Bir zamanlar 'Başkanlık sistemi bir özentinin sonucu ya da Amerikan emperyalizminin bize bir dayatmasıdır' diyen Sayın Erdoğan'ın bu sistemin Devlet Bahçeli ile birlikte nasıl bir yılmaz savunucusu olduğunu ve hep birlikte tek adam rejimine nasıl geçtiklerini beraberce yaşadık.

O yetkiyi istediği ve aldığı günden bu tarafa ne milletin yüzü güldü ne de devletin.

Ama siyaset sahnesindeki partilerin, liderlerin, vekillerin ve arkasındakilerinin hep yüzü gülüyor, işleri he rast gidiyor, ayağı taşa takılan bile yok.

Neden? Çünkü hepsi ABD'nin verdiği rolü çok iyi oynuyorlar.

Bir tarafta AKP-MHP-BBP-Hüda-Par ve diğerleri

Diğer tarafta CHP-TİP-DEM-DEVA ve Gelecek

Akşener'in İP'i, Saadet ve Erbakan'ın Refah'ı ise teraziyi dengede tutmak için kullanılıyorlar.
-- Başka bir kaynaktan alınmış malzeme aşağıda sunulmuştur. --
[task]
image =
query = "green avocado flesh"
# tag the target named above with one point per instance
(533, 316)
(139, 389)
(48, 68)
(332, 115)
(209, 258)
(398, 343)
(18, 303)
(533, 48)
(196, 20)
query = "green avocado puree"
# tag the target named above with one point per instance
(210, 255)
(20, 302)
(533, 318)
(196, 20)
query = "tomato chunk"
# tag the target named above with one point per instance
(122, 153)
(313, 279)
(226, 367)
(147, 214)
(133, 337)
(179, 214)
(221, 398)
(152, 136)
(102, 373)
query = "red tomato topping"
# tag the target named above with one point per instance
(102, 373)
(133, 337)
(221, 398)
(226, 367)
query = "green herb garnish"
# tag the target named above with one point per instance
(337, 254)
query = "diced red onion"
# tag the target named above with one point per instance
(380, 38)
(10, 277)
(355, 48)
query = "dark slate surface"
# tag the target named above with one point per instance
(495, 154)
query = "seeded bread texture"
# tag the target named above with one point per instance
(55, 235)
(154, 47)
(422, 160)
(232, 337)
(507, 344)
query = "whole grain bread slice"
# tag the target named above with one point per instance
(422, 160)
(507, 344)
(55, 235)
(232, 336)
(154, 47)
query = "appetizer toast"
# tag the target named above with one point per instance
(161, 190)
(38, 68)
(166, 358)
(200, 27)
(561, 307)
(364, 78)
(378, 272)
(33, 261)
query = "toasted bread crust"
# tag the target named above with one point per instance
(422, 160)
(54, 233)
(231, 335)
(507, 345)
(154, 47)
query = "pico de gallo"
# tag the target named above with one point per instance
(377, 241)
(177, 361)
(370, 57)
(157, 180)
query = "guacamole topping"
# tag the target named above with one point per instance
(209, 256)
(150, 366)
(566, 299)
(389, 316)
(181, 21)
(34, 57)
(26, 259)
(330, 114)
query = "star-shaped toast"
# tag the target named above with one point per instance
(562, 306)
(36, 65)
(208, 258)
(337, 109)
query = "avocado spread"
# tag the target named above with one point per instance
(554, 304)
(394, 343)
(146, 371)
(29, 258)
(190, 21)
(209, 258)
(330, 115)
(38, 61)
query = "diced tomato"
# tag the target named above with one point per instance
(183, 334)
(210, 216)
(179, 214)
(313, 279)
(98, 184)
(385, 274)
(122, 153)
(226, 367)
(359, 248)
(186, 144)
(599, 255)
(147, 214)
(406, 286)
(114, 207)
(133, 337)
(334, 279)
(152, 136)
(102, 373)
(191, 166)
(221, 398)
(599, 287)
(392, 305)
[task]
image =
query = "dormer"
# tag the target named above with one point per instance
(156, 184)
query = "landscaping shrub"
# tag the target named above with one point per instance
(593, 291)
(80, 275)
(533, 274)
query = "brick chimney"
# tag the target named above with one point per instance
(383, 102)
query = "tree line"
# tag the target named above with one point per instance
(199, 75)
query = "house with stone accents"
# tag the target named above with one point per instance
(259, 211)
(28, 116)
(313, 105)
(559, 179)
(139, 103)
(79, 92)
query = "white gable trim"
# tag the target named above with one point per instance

Bu anlayışa tek itiraz eden var

'Ne AB, ne ABD. Yaşasın tam bağımsız Türkiye' anlayışıyla siyaset sahnesine giren merhum Prof. Dr. Haydar Baş, partisi BTP ve şimdikiGenel Başkanı Hüseyin Baş bu planlı oyuna ilk günden beri itiraz etti ve ediyor.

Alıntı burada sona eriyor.